A recurring feature of my adult life, and one which intensified during my self-analysis, was alienation or estrangement. Alienation results when a person cannot feel any rewarding satisfaction from his social involvements.

Alienation can produce isolation. The person's values have become different from the norm. However, since his values (or at least some of them) are more advanced than the norm, he is not willing to level downwards so as to gain social acceptance.

Hence he is often an outsider (like the early beatniks).
[ This situation is not the same as when the person's values are lower than the norm – here he can be rejected because he is an outcast, and not because he is an outsider].

Sub - Headings
Emotional dynamics
Pressure and phantasy
Implications for therapy
Stupor and uraemia
References

He comes to view all personal contacts as links in an impersonal social system. ‘ The system’ is impersonal, and so his life becomes ‘impersonalised’. There is nothing that he can take responsibility for. His work is not valued by anyone.

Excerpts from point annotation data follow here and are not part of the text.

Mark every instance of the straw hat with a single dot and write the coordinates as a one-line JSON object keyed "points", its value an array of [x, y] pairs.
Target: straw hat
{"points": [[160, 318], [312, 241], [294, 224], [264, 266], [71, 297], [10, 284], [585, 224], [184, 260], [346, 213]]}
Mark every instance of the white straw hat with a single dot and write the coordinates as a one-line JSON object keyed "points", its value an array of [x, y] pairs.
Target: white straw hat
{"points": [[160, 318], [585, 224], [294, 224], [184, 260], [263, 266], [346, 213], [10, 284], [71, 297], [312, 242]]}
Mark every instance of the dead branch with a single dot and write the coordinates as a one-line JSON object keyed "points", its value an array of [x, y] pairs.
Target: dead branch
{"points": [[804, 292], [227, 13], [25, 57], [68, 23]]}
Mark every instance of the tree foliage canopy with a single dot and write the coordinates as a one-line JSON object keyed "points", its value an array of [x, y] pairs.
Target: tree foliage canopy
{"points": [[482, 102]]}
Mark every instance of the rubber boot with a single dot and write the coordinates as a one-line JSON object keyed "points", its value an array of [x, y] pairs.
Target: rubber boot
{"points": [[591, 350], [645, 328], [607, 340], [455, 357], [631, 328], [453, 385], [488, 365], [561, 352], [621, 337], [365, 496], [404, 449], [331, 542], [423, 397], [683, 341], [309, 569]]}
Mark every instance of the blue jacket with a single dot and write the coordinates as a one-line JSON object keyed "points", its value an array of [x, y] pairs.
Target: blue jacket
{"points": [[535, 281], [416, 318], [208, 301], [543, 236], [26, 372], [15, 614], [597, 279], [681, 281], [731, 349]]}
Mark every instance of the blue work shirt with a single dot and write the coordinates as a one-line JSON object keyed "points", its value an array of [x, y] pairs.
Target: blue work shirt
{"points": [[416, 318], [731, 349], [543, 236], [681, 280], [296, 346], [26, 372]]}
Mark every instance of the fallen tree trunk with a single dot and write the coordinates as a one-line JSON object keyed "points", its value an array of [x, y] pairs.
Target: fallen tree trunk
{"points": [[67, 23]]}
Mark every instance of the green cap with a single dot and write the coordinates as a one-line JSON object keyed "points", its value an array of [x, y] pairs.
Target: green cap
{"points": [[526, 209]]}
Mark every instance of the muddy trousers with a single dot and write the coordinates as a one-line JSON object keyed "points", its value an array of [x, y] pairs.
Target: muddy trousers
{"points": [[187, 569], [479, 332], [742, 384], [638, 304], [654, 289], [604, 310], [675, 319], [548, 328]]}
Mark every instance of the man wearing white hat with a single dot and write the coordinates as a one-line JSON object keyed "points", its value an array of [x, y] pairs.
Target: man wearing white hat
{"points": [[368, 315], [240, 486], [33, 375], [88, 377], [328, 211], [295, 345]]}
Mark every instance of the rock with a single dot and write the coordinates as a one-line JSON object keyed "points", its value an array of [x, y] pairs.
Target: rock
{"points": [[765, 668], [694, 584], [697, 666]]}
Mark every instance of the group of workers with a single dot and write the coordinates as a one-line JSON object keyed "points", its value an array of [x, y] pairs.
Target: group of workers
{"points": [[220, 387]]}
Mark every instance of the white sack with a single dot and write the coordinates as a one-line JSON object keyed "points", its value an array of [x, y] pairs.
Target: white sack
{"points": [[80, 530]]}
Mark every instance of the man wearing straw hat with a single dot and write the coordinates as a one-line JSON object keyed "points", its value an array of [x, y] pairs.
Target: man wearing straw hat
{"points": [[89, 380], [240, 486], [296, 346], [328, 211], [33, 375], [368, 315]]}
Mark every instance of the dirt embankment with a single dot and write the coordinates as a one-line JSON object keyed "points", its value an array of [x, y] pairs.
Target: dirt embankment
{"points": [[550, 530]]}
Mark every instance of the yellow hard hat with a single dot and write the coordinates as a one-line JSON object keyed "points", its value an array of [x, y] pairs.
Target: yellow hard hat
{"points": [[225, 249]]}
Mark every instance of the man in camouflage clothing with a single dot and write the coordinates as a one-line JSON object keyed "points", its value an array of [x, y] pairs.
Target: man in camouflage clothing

Alienation results from guilt that has a social origin, from guilt that is generated by the social roles that the person has to play. This guilt is generated when the person feels that he has no choice over some major aspects of his life. It is a sense of degradation produced by being forced to participate in social necessities that one hates. [¹].

For example, the economic need to take part in kinds of employment that do not fulfil a person will spawn alienation to some degree. It is the narcissistic individual who feels alienation at its greatest intensity. Unfulfilling work has no meaning for the narcissistic individual ; such work just produces high levels of anxiety.

When a person's social roles are not valued by society any more, then alienation is generated as an anti-social belief, a belief that modern Western life is unnatural in many ways. It is a protest at the mechanisation of human life: such mechanisation degrades, even neutralises, a person’s sense of identity. In modern society there is no place for the natural side of reality. In an harmonious life there would be no alarm clocks and no rigidity of life style.


Alienation makes the person despise society. He vents his hatred on the barren wasteland of materialism. Materialism is needed in order to fulfil bodily and mental necessities (the need for food, shelter, relaxation, recreation, etc), and it does no harm so long as a higher reality is being aimed at. But when society sees only materialism as the goal in life, and nothing beyond it, then that society becomes a living death.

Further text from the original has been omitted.